Dieter Kassel: Gestern war in Deutschland ein Protesttag, es war der Tag der Bildungsproteste 2014. Lehrende und Lernende an Schulen, Hochschulen und anderen Bildungseinrichtungen machten bundesweit auf Umstände aufmerksam, die sie für untragbar halten. Auch Gabriele Metzler, Professorin am Geisteswissenschaftlichen Institution der Humboldt-Universität in Berlin, war dabei.

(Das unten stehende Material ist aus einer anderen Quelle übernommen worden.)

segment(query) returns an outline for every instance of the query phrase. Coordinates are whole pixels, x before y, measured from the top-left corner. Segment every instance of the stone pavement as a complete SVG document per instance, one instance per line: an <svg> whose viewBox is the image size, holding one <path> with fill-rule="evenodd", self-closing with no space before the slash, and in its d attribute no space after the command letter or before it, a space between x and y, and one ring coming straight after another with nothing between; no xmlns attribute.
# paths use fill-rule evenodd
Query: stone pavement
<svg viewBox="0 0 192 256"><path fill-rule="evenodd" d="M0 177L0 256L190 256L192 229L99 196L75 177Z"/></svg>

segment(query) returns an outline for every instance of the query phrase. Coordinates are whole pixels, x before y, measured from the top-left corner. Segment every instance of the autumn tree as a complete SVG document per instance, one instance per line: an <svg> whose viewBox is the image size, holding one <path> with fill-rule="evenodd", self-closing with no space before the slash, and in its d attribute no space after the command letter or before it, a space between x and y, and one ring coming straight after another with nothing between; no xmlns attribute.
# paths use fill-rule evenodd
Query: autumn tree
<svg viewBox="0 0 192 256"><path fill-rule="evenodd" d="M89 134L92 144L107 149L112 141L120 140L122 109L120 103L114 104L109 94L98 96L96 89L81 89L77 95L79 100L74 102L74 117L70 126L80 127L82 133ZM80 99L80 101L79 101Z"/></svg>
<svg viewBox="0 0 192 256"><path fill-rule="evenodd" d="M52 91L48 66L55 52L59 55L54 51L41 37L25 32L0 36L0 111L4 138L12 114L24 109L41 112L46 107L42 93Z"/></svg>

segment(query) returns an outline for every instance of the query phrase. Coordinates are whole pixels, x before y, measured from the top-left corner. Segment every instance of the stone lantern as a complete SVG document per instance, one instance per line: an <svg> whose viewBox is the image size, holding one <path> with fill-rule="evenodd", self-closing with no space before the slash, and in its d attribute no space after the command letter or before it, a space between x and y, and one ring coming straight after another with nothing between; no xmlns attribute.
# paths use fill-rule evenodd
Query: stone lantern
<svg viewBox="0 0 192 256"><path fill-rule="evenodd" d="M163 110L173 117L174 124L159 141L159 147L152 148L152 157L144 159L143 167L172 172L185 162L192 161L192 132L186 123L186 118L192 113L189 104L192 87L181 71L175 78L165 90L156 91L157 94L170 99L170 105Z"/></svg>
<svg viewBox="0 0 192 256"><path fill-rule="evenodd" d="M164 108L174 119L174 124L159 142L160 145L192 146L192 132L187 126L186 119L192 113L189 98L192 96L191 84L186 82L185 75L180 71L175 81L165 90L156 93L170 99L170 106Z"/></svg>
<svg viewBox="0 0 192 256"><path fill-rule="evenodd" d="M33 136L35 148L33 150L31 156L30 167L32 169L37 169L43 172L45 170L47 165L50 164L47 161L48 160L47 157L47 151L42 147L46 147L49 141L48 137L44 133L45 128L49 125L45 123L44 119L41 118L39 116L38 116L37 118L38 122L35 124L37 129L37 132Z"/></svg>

Gabriele Metzler: "Eigentlich ist das komplette System vollkommen aus der Balance geraten. Das Verhältnis zwischen Grundfinanzierung und Drittmittelfinanzierung stimmt nicht mehr. Dahinter steckt also ein ungeheurer Druck, einfach um – ich will's ganz salopp ausdrücken – den Laden am Laufen zu halten. Wir verschleißen hier ganze akademische Generationen auf dieser Art und Weise, überlassen sie prekären Beschäftigungsverhältnissen. Und hier muss unbedingt etwas passieren."
Kassel: Bisher ist die Finanzierung der Hochschulen grundsätzlich Ländersache, aber daran könnte sich nach Plänen des Bundesministeriums für Bildung und Forschung bald etwas ändern.
Am Telefon begrüße ich dazu Bundesbildungsministerin Johanna Wanka. Schönen guten Morgen, Frau Wanka!
Johanna Wanka: Hallo, guten Morgen, Herr Kassel!
Kassel: Nachdem Sie da gestern bestimmt auch viel gehört haben von den Protestierenden, haben Sie den Eindruck, die Länder haben versagt?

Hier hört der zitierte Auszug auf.